El plebiscito fue planteado por Rousseff durante una reunión con gobernadores y alcaldes celebrada este lunes, en la que intentó dar respuestas al malestar social que se expresa en las multitudinarias manifestaciones que desde hace dos semanas sacuden al país.

La reforma política figura entre las múltiples demandas que se escuchan en las protestas, pero la propuesta de un plebiscito ha suscitado dudas hasta en la amplia base parlamentaria oficialista y en el Poder Judicial.

El magistrado Marco Aurelio Mello, miembro del Supremo Tribunal, dijo que un plebiscito es "innecesario", pues una reforma política "puede y debe" ser hecha por el congreso con una simple enmienda constitucional.

El ex presidente del Supremo Carlos Velloso coincidió y afirmó que "es un absurdo" convocar un plebiscito para un asunto que está en manos del Congreso.

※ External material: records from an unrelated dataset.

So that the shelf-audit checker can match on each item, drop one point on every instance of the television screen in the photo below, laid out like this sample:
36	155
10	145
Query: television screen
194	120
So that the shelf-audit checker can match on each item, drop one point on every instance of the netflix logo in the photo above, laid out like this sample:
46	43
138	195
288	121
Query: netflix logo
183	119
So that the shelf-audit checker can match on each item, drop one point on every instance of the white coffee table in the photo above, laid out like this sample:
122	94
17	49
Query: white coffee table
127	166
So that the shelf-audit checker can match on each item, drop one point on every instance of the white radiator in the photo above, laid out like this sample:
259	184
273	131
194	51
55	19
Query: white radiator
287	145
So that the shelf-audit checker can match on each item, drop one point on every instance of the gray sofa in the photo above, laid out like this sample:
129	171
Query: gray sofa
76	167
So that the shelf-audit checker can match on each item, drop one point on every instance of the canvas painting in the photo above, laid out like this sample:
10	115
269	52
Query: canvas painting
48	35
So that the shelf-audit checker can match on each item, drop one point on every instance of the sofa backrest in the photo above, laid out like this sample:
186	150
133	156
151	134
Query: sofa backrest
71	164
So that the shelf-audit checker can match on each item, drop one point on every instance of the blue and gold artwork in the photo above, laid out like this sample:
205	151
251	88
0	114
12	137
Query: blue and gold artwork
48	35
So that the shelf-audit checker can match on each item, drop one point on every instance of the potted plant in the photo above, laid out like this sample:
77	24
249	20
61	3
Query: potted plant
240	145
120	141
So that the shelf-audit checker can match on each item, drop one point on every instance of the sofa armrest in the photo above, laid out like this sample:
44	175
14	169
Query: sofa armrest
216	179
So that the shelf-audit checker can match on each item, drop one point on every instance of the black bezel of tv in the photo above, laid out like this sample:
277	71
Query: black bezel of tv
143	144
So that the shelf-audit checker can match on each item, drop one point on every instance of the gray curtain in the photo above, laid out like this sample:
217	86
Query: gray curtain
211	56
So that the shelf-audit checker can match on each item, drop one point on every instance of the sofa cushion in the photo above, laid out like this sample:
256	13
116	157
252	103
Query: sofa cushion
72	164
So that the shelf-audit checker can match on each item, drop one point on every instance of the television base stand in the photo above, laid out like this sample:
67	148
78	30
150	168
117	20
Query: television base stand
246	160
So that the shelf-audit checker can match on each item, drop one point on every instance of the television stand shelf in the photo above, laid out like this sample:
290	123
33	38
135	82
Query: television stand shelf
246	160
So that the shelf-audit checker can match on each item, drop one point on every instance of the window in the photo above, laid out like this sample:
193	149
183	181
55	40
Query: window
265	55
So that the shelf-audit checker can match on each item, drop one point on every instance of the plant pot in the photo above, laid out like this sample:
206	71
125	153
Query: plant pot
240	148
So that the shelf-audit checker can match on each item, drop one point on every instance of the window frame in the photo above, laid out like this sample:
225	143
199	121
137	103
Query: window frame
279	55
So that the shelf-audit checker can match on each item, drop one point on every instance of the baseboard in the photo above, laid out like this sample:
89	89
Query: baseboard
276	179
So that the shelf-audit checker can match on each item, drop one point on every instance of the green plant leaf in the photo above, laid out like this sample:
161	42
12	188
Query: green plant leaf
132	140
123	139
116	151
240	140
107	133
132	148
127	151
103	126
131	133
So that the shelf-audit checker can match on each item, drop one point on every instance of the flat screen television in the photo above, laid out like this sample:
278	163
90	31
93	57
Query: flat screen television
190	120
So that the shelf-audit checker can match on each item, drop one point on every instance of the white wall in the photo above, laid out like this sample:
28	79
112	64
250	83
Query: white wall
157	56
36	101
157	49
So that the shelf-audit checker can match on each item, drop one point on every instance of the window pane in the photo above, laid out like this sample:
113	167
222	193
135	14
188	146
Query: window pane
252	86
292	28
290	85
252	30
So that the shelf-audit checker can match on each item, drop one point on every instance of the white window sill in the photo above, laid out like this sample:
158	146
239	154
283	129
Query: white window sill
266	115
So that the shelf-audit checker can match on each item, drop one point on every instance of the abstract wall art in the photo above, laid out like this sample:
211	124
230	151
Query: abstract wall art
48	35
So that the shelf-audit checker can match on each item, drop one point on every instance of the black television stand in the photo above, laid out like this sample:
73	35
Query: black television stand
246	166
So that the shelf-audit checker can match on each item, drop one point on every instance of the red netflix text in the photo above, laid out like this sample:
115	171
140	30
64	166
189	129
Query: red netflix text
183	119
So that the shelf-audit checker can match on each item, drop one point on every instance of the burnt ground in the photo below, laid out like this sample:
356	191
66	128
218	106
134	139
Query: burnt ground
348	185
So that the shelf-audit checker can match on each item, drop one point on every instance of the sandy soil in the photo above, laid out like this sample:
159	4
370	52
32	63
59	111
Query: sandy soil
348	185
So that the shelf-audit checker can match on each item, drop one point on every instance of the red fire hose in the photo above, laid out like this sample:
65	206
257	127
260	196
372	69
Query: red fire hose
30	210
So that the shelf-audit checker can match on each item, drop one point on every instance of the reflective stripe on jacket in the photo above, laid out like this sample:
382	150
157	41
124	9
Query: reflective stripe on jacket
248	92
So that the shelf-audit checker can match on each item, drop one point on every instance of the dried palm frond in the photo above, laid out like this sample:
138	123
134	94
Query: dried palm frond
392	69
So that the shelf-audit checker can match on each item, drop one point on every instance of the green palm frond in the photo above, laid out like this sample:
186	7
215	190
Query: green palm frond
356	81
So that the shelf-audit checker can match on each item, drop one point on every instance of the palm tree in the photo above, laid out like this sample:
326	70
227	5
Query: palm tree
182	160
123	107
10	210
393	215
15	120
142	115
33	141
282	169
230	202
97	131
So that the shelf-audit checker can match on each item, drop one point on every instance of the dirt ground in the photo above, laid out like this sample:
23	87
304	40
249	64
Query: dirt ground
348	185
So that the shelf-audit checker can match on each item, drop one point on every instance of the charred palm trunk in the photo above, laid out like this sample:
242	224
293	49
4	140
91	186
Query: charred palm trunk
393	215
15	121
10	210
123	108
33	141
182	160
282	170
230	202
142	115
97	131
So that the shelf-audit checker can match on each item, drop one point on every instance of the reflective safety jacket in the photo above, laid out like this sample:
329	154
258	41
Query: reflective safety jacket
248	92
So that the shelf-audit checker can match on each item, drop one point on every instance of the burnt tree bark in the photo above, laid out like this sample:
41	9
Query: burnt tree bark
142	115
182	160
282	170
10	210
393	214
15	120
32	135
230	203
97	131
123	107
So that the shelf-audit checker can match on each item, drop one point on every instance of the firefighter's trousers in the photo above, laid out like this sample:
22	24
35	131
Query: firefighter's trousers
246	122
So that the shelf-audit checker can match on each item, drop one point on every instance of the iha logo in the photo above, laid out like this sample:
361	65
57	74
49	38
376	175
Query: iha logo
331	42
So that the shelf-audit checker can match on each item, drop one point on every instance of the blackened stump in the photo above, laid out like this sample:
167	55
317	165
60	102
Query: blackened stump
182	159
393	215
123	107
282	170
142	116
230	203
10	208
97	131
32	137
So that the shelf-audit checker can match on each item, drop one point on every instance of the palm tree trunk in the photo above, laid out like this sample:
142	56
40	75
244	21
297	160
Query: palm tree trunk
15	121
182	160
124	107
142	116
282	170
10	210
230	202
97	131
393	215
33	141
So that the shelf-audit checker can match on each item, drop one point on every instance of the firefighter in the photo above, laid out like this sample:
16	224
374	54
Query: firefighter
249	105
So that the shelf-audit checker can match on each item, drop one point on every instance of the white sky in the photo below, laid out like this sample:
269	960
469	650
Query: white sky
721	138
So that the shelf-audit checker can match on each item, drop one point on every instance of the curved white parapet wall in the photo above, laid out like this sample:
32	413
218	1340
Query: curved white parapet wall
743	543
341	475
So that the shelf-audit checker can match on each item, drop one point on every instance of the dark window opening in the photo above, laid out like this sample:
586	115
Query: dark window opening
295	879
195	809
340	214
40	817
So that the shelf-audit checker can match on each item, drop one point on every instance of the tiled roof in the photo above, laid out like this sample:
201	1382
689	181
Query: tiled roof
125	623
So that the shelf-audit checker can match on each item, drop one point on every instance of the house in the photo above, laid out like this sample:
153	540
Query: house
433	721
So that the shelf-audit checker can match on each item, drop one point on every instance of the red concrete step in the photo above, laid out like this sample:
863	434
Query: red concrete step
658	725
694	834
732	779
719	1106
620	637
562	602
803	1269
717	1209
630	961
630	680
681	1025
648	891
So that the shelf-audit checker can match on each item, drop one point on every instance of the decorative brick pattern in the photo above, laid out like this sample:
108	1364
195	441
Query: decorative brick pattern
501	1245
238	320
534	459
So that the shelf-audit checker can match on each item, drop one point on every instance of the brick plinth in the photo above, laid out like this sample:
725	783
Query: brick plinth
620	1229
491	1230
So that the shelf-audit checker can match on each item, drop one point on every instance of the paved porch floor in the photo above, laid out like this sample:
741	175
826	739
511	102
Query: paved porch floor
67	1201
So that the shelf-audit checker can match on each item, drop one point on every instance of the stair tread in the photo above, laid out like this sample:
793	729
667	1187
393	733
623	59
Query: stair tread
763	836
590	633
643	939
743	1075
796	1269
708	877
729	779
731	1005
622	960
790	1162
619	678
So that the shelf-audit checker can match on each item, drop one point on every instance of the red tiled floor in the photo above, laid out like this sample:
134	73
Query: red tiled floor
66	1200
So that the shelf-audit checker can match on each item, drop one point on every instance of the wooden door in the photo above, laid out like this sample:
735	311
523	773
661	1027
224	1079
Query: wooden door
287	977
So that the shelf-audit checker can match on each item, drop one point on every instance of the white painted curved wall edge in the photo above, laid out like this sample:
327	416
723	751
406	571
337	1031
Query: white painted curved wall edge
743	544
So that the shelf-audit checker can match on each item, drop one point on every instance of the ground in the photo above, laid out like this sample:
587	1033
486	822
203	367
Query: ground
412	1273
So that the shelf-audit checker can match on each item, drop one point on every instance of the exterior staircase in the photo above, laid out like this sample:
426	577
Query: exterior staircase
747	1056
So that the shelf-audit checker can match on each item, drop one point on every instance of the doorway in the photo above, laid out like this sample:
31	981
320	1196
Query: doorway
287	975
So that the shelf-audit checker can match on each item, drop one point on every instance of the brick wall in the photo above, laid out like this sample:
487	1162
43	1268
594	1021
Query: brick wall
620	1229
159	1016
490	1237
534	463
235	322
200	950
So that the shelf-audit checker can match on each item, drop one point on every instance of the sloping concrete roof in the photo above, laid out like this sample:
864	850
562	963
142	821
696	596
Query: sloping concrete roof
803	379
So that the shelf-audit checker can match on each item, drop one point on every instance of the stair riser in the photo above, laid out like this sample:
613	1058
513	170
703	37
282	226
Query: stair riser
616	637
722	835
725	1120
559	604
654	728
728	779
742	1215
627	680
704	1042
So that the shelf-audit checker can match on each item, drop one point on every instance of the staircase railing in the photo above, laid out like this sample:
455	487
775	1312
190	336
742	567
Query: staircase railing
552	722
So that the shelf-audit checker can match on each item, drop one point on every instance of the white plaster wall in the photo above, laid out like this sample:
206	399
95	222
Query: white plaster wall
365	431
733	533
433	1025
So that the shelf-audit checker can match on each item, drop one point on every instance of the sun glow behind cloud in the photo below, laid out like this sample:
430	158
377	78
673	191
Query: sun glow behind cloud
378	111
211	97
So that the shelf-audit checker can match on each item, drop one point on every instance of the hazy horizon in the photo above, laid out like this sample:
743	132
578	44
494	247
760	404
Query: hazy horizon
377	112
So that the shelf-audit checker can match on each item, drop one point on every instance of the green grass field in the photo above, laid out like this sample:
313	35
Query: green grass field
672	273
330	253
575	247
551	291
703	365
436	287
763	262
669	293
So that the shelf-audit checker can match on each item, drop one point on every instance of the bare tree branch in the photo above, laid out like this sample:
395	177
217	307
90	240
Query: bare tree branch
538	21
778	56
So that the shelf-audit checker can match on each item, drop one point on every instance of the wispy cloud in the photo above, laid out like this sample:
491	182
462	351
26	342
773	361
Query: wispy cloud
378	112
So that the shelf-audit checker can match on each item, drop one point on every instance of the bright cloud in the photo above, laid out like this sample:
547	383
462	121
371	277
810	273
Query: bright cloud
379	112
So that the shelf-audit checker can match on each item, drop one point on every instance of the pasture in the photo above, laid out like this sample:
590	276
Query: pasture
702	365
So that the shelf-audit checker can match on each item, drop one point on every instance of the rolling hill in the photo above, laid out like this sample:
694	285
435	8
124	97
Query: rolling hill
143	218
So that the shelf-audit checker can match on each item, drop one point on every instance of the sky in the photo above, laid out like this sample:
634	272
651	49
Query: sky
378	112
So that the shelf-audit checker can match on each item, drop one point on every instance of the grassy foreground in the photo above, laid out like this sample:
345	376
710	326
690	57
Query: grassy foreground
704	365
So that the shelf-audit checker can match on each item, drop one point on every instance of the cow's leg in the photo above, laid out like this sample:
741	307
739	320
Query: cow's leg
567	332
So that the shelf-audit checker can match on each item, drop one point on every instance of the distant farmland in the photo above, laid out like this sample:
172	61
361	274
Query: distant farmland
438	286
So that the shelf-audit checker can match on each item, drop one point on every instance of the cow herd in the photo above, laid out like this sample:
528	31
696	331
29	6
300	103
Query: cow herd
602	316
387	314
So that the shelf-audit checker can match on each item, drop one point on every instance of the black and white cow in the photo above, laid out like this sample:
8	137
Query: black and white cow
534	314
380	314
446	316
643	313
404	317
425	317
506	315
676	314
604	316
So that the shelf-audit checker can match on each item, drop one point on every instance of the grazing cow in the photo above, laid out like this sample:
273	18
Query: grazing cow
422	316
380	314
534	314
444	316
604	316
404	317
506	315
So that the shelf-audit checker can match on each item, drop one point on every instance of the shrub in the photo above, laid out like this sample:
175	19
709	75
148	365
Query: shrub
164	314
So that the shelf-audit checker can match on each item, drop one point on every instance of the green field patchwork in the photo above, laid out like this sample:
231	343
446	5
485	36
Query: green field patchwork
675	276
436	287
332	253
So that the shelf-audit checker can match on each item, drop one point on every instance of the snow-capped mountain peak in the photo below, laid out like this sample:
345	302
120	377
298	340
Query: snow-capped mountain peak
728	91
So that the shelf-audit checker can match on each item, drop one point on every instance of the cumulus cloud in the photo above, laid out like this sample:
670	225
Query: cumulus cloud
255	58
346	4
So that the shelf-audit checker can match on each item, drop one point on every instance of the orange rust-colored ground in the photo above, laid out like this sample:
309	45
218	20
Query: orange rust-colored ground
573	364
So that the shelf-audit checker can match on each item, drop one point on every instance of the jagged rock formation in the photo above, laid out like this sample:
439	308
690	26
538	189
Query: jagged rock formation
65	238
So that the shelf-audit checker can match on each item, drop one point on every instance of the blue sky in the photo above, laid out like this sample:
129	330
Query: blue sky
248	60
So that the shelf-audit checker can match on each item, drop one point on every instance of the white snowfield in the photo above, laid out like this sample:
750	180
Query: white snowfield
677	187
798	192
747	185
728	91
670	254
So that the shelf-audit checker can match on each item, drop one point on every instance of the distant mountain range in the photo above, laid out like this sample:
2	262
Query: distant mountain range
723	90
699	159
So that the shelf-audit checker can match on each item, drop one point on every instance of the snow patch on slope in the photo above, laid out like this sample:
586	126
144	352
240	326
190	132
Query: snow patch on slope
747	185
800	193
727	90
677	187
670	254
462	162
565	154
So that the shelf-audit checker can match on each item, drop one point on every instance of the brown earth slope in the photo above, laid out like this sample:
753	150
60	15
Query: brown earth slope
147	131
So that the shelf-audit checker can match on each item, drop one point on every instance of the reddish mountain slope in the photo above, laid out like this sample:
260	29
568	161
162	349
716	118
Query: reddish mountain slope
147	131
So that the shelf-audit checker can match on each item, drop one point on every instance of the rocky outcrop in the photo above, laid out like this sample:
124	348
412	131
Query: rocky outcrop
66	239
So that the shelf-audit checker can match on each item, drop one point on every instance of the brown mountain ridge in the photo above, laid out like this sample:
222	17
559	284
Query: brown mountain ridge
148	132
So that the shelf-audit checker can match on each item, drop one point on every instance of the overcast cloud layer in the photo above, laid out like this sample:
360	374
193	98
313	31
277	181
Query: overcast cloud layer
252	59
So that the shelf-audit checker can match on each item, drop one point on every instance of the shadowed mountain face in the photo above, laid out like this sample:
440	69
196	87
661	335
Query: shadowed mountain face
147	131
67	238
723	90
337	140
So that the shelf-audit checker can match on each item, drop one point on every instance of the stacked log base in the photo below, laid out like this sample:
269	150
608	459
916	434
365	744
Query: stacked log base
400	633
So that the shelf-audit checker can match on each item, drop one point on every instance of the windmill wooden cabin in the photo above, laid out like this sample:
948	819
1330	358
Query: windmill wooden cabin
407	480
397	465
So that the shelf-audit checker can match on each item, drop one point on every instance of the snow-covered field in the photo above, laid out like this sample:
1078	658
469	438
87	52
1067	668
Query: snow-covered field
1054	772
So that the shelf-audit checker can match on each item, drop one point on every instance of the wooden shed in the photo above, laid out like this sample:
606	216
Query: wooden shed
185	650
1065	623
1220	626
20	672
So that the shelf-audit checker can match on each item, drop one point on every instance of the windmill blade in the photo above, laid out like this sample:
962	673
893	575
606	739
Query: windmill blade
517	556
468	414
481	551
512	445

Según el presidente del colegio de abogados de Brasil, Marcus Vinicius Furtado, un plebiscito supondría "gastar demasiada energía" en algo que puede resolverse con una reforma de las leyes electorales y de los partidos políticos, sin necesidad de alterar la Constitución.

En los movimientos sociales que promueven las manifestaciones, la propuesta de un plebiscito para la reforma política no tuvo mayor impacto, al punto de que varias protestas ocuparon las calles de varias ciudades desde las primeras horas de este martes.

El jefe del grupo oficialista en el Senado, Eduardo Braga, dijo hoy que la propuesta puede "impulsar" el debate sobre la reforma política, pero también recordó que en el Parlamento existen varias iniciativas en ese sentido, que pueden ser aceleradas sin llegar a una consulta popular.

Braga pertenece al Partido del Movimiento Democrático Brasileño (PMDB, centroderecha), que posee el mayor numero de escaños en las dos cámaras y que con otras once formaciones forma la coalición de Gobierno que encabeza el Partido de los Trabajadores (PT), de Rousseff.

Al hacer la propuesta, la presidente argumentó, entre otras cosas, que durante las últimas décadas la reforma política "entró y salió más de una vez de la agenda" del congreso, en el que la base oficialista tiene una amplia mayoría.

El diputado Eduardo Cunha, también del PMDB y jefe del grupo oficialista en la Cámara baja, dijo a periodistas que, a título personal, respaldaría la propuesta, pero pidió que el plebiscito también incluya la necesidad de una reforma tributaria.

En el PT la propuesta recibió un mayoritario respaldo, aunque el diputado Henrique Fontana, relator de una de las tantas propuestas de reforma política que tramita en las Cámaras, consideró que el Congreso está en capacidad de concluir los debates.

"Creo que se puede seguir luchando para que el congreso vote alguna propuesta", sin que sea necesario llegar al plebiscito, dijo Fontana.

En la oposición, minoritaria en la Cámara de Diputados y en el Senado, la propuesta del plebiscito encontró un claro rechazo.

El senador Aecio Neves, posible candidato presidencial opositor para las elecciones de octubre de 2014, dijo que los partidos que no están en el Gobierno "siempre" fueron favorables a una reforma política.

Sin embargo, apuntó que "no se termina de entender cómo este gobierno, que controla el 80% de las Cámaras, todavía no ha impulsado el debate y aprobado una reforma".

El senador, que preside el Partido de la Social Democracia Brasileña (PSDB), acusó además a Rousseff de evadir las obligaciones del gobierno frente a las protestas y de pretender "transferir sus responsabilidades al congreso".

En los movimientos sociales que promueven las manifestaciones, la propuesta de un plebiscito para la reforma política no tuvo mayor impacto, al punto de que varias protestas ocuparon las calles de varias ciudades desde las primeras horas de este martes.